Transvenous or transthoracic electrical pacing may be used to achieve a sustained heart rate, although in practice, electrical capture is either not achieved or it does not translate to an improvement in the blood pressure.²² This is due to the lack of intracellular calcium preventing adequate contractility of the heart.

Extracorporeal life support

Extracorporeal life support has shown a good survival outcome in at least one case report of verapamil toxicity⁸³ and three observational studies that also involve other cardiotoxic drugs.^84–86 Unfortunately, such an invasive procedure is not without side effects. VA-ECMO causes vascular (bleeding diathesis, thrombosis and limb ischaemia) and neurological complications (stroke, intracranial bleed and seizures), increases the risk of infection and can lead to multiorgan failure.⁸⁷ There are suggestions that concomitant infusion of ILE with VA-ECMO could result in fat emulsion agglutination, malfunction of the membrane oxygenator and increased risk of blood clot formation.⁸⁸ These complications were seen in at least one in vitro study⁸⁹ and one observational study,⁹⁰ although two case reports reported no such problems.^{91 92} An additional seven case reports made no specific comments of any complications.^93–99 This represents a growing area of research as clinicians gain more experience with using both modalities.

Learning points.

• The management of calcium channel blocker toxicity often requires a multitude of pharmacological agents with scarce evidence for their use.

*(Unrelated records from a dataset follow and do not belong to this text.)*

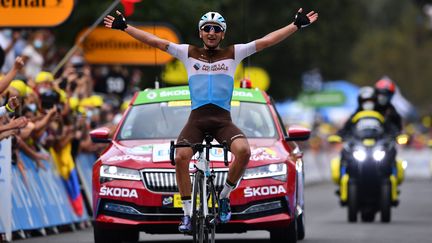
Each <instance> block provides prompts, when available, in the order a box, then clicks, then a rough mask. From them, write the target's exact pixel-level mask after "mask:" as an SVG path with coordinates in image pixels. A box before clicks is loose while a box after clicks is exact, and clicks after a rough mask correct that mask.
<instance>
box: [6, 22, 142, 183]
mask: <svg viewBox="0 0 432 243" xmlns="http://www.w3.org/2000/svg"><path fill="white" fill-rule="evenodd" d="M64 54H65V51H64V50H62V49H61V48H59V47H58V46H57V45H56V41H55V36H54V35H53V33H52V32H51V31H50V30H45V29H37V30H21V29H20V30H19V29H0V102H1V103H0V106H1V107H0V120H1V124H0V140H2V139H5V138H9V137H10V138H11V140H12V146H13V153H12V154H13V156H12V161H13V163H16V164H17V166H18V168H19V170H20V171H21V173H22V174H23V176H24V177H25V168H24V165H23V164H24V163H22V161H21V159H20V152H22V153H25V154H26V155H28V156H29V157H30V158H31V159H32V160H33V161H35V163H36V165H37V166H38V168H41V169H44V166H43V163H41V160H50V158H56V157H59V158H60V157H64V154H65V153H66V154H68V155H70V157H71V159H73V158H75V156H76V155H77V154H78V153H80V152H98V151H99V150H101V149H102V148H103V147H101V145H99V144H93V143H92V142H91V140H90V137H89V131H90V130H91V129H94V128H96V127H100V126H106V127H110V128H113V129H114V128H115V126H116V124H117V123H118V122H119V120H120V118H121V113H122V112H123V111H124V109H125V108H126V107H127V104H128V99H129V98H130V97H131V95H132V94H133V92H134V91H136V90H137V89H136V88H134V87H133V86H135V84H136V83H137V82H139V79H140V78H141V77H140V75H139V74H140V73H139V72H137V71H136V70H134V71H133V72H132V74H130V70H129V69H127V68H125V67H122V66H105V65H99V66H97V65H89V64H88V63H86V62H85V59H84V57H83V55H82V53H80V51H79V50H78V51H77V52H76V53H74V54H73V55H72V57H71V58H70V60H67V62H66V64H65V65H64V66H63V67H61V68H60V69H59V70H60V71H59V72H58V73H57V74H55V73H51V72H50V71H51V70H54V69H55V67H56V65H57V64H58V63H59V62H60V60H61V58H62V57H64V56H65V55H64ZM18 151H20V152H18ZM60 155H61V156H60ZM56 164H57V169H58V170H59V171H60V173H61V171H62V168H61V166H62V164H61V163H60V164H59V163H56ZM65 166H66V165H65Z"/></svg>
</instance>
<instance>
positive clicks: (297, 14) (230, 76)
mask: <svg viewBox="0 0 432 243" xmlns="http://www.w3.org/2000/svg"><path fill="white" fill-rule="evenodd" d="M116 14H117V16H115V17H113V16H110V15H107V16H106V17H105V18H104V24H105V27H107V28H112V29H119V30H122V31H124V32H126V33H127V34H129V35H130V36H132V37H134V38H135V39H137V40H139V41H141V42H143V43H145V44H147V45H149V46H152V47H154V48H158V49H160V50H162V51H165V52H167V53H169V54H171V55H172V56H174V57H176V58H177V59H179V60H181V61H182V62H183V64H184V65H185V67H186V69H187V73H188V82H189V90H190V95H191V100H192V111H191V114H190V116H189V119H188V121H187V123H186V125H185V127H184V128H183V130H182V131H181V133H180V135H179V136H178V138H177V143H178V144H182V143H183V144H192V143H201V142H202V141H203V139H204V134H205V133H210V134H211V135H212V136H213V137H214V138H215V139H216V140H217V141H218V142H219V143H222V142H224V141H225V142H227V144H228V148H229V149H230V151H231V153H232V154H234V158H235V159H234V161H233V162H232V164H231V165H230V168H229V172H228V178H227V180H226V182H225V185H224V188H223V189H222V191H221V192H220V194H219V199H220V200H219V208H220V210H219V211H220V212H219V216H218V217H219V221H220V222H221V223H226V222H228V221H229V220H230V218H231V208H230V201H229V195H230V193H231V191H232V190H233V189H234V187H235V186H236V184H237V182H238V181H239V179H240V178H241V176H242V174H243V172H244V170H245V168H246V166H247V164H248V162H249V157H250V153H251V152H250V147H249V144H248V141H247V139H246V136H245V135H244V133H243V132H242V131H241V130H240V129H239V128H237V127H236V126H235V125H234V124H233V123H232V121H231V115H230V108H231V107H230V102H231V97H232V92H233V89H234V73H235V70H236V67H237V65H238V64H239V63H240V62H241V61H242V60H243V59H244V58H246V57H248V56H250V55H252V54H254V53H256V52H258V51H262V50H263V49H265V48H267V47H270V46H273V45H275V44H277V43H279V42H281V41H283V40H284V39H286V38H287V37H289V36H290V35H292V34H293V33H294V32H296V31H297V30H299V29H301V28H304V27H306V26H308V25H310V24H312V23H313V22H315V21H316V20H317V19H318V13H316V12H314V11H311V12H309V13H307V14H305V13H304V12H303V10H302V9H301V8H300V9H299V10H298V11H297V13H296V14H295V17H294V21H293V22H291V23H290V24H288V25H286V26H284V27H282V28H280V29H278V30H276V31H273V32H271V33H269V34H267V35H266V36H264V37H262V38H259V39H257V40H254V41H251V42H249V43H246V44H236V45H230V46H228V47H226V48H222V47H221V46H220V44H221V42H222V40H223V39H224V38H225V34H226V32H227V24H226V21H225V19H224V17H222V15H220V14H219V13H217V12H208V13H206V14H204V15H203V16H202V17H201V19H200V21H199V22H198V32H199V36H200V38H201V39H202V41H203V45H202V46H201V47H198V46H193V45H188V44H176V43H172V42H170V41H168V40H165V39H162V38H160V37H158V36H155V35H153V34H151V33H148V32H145V31H143V30H140V29H138V28H135V27H133V26H132V25H130V24H128V23H127V22H126V19H125V18H124V17H123V15H122V14H121V12H120V11H116ZM193 154H194V151H192V149H191V148H178V149H177V150H176V156H175V161H176V179H177V185H178V188H179V192H180V195H181V199H182V204H183V211H184V216H183V217H182V220H181V223H180V225H179V231H180V232H182V233H188V232H190V231H191V230H192V226H191V218H190V213H191V181H190V176H189V163H190V160H191V158H192V156H193Z"/></svg>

• Patients can deteriorate quickly, and prompt administration of medications is vital to achieve cardiovascular stability and a good neurological outcome.

• Clinical toxicologists should be involved in the early management of any ingestion.

• In cases where pharmacological management has failed, consideration should be given to emergency extracorporeal life support as a resuscitative tool.